Malba is a very smart kid who loves to perform calculations. He has won several competitions, including the prestigious Tahan competition, in which he got the first prize, representing his country, Logonia.

He created a puzzle, in which he considers a number $$$N$$$, written in a certain base $$$B$$$, and represented by $$$L$$$ digits.

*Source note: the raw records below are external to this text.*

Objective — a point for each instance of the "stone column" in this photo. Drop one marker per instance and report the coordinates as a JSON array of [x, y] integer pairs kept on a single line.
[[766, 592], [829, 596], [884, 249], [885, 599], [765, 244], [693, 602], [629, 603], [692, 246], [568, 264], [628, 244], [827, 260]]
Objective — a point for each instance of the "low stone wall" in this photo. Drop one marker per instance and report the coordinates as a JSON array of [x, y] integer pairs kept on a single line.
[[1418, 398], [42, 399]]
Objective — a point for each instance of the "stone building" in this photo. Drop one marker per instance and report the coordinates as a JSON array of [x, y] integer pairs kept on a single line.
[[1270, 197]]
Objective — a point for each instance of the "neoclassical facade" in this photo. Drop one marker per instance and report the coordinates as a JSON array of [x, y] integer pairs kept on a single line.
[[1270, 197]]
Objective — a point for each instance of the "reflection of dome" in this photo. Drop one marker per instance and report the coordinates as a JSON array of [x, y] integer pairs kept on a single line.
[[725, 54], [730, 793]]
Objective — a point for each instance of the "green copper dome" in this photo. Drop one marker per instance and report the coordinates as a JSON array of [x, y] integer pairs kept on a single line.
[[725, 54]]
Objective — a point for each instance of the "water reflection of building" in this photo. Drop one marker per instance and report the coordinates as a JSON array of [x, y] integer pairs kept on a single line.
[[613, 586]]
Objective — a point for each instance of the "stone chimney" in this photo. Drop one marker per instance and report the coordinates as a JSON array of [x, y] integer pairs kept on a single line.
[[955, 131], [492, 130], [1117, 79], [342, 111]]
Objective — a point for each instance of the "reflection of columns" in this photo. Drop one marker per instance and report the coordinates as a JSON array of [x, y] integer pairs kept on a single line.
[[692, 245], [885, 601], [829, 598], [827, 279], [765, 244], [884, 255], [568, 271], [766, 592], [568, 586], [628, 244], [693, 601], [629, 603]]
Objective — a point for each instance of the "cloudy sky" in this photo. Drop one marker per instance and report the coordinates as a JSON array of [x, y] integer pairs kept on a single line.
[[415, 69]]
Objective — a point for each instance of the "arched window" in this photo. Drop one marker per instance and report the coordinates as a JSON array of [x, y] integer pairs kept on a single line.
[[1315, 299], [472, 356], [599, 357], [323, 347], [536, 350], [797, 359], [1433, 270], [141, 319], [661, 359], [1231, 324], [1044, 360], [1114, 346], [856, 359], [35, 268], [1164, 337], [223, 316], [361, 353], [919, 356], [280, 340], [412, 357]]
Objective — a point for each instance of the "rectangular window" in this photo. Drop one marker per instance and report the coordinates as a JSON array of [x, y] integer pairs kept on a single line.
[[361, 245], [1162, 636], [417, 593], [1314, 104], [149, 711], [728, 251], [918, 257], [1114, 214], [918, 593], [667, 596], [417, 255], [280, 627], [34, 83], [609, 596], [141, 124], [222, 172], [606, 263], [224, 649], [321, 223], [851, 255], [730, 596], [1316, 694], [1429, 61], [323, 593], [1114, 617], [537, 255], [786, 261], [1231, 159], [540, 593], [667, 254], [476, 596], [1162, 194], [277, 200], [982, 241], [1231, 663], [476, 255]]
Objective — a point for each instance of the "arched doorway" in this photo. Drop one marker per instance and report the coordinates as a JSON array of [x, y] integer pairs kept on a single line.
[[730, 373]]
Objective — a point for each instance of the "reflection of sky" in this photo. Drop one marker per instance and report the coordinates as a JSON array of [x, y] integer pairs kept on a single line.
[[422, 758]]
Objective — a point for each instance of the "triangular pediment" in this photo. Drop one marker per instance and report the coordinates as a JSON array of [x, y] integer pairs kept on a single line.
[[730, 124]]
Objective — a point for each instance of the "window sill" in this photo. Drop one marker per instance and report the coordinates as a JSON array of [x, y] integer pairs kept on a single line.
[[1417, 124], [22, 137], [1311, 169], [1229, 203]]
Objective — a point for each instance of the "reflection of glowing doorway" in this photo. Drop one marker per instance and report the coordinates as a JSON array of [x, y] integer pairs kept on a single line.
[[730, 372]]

The objective of the game is to reduce at most one of the digits so that the new number, $$$M$$$, be a multiple of the number $$$B+1$$$. But there is a catch: among the possible solutions you must choose one that renders $$$M$$$ the smallest possible value.

For example, suppose that $$$B=10$$$ and $$$N=23456$$$. There are two ways in which $$$M$$$ may be obtained: either we reduce the digit 4 to 0 or we reduce the digit 6 to 2. Thus, 4 must be changed to 0, hence $$$M=23056$$$. Sometimes there is no solution, as is the case if $$$B=10$$$ and $$$N=102$$$. In this case, if we change the digit 1 to 9 we get a multiple of 11, but we are not allowed to increase the value of a digit!

Observe that it may be necessary to reduce the first digit to 0. For example, this is the case if $$$B=10$$$ and $$$N=322$$$.

Can you tell which digit should be reduced and what is its new value?